On Friday, my oldest stayed home with the first rumblings of the illness that knocked all but my Patient Husband flat to the ground for the weekend.
While he was lying on the couch, I made lunch for Kiddo#3 before he went to kindergarten. Kiddo#3 said something about shapes: a three-sided shape is, for example, a triangle. I felt enlightened.
Kiddo#3 continued until he reached an eleven-sided shape, which neither he nor I knew, and I said, “I know it has a name, but I’m not sure what. I know a twelve-sided shape is a dodecagon.”

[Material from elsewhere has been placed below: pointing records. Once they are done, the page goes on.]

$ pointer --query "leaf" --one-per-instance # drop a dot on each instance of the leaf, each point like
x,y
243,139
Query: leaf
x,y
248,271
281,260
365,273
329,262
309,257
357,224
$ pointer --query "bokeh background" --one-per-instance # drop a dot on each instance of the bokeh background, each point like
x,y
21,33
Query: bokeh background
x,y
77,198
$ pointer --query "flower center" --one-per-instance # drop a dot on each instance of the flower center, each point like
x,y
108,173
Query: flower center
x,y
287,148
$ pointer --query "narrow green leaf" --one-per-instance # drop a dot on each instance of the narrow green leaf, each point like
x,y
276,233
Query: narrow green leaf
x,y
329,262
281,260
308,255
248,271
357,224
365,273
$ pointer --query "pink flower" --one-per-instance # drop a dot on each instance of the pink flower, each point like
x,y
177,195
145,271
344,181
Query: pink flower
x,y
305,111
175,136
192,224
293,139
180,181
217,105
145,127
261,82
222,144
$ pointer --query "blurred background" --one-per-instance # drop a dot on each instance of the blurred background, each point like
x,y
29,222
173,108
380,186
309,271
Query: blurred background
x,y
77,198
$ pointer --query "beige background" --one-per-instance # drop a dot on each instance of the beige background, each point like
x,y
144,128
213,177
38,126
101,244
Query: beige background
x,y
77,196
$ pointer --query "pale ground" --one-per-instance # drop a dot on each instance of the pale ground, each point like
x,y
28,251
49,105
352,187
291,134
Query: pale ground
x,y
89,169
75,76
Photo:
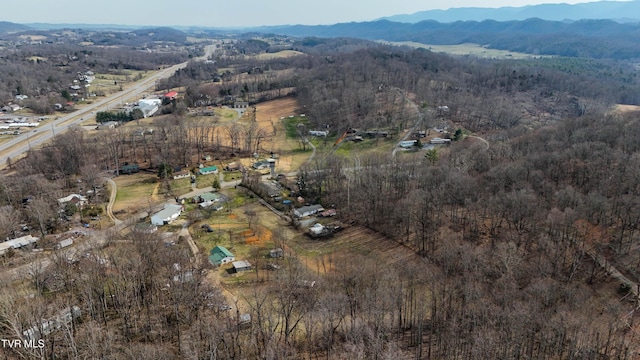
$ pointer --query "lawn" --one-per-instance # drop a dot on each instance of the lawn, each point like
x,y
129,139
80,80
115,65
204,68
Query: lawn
x,y
136,192
291,125
106,84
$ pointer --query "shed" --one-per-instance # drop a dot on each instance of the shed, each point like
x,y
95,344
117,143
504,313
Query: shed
x,y
220,255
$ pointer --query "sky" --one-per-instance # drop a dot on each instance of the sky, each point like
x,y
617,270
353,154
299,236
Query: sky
x,y
229,13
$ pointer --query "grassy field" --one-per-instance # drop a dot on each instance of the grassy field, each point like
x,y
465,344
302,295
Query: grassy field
x,y
136,192
106,84
469,49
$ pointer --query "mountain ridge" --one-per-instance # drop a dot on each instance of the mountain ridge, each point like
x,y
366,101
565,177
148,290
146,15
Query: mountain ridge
x,y
613,10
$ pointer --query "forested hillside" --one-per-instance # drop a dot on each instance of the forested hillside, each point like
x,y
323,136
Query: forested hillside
x,y
602,39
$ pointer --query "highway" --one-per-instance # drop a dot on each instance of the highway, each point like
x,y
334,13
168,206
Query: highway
x,y
20,144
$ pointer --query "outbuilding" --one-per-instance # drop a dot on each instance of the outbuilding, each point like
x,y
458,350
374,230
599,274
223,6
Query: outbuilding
x,y
241,266
220,255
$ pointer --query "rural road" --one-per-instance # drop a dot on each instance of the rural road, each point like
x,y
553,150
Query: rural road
x,y
20,144
413,128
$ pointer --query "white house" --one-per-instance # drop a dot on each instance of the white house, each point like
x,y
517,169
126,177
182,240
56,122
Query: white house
x,y
75,199
307,210
17,243
166,215
149,106
318,133
407,143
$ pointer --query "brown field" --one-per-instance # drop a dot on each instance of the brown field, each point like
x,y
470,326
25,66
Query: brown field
x,y
268,116
136,192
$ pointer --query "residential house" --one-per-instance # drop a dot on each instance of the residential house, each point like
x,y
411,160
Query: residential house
x,y
240,105
208,170
240,266
276,253
145,228
219,255
207,199
307,211
271,188
149,106
318,133
166,215
171,95
407,143
232,166
181,174
440,141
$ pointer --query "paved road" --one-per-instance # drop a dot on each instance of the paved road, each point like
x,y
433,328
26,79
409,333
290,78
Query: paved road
x,y
20,144
415,126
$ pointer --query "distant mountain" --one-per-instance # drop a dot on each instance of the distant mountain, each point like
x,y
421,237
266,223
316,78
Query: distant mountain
x,y
162,34
584,38
621,11
6,27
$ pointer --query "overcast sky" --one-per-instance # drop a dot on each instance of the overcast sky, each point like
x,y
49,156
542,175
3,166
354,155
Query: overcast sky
x,y
229,13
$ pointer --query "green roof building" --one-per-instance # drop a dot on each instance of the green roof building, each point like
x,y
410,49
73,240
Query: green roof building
x,y
219,255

Kiddo#1 roused himself from death to let us know that he used to know all the names of the polygons up to a gazillion-sided shape because I’d printed off something from the internet for him when he was in 4th grade. And never one to leave well enough alone, Kiddo#3 said, “What’s a 43-sided polygon?” and Kiddo#1 said, “A tetracontakaitrigon.”
After two or three of those, I turned to him, grinning, trying to analyze his face. When he caught me, I said, “You’re making it up?”
No, he’d just remembered the formula and was applying it.
I asked if a point was a one-dimensional object, Kiddo#1 said, “No, it’s a zero-dimensional object.”
When I said I remembered that now, he continued:
“A line is a one-dimensional object. A polygon is in two dimensions. A three-dimensional object is a polyhedra, so the third dimension is depth. The fourth dimension is time, and the Fifth Dimension is a bad rock band.”
I looked around at him again, and he’d said that with a totally straight face. I know my Patient Husband has said that to him before. I’m pretty sure I have. I also know Kiddo#1 wouldn’t be able to pick a Fifth Dimension song out of a lineup.
But again, he wasn’t smiling. And this time, I didn’t ask if he was making it up.
“Speaking of ways, by the way pet, there is such a thing as a tesseract.”
He never got into that book, sadly.
If an eleven sided figure follows the greek numerology it would be an endecagon.
The website says hendecagon. (Depends on whether you pronounce the H, I guess.)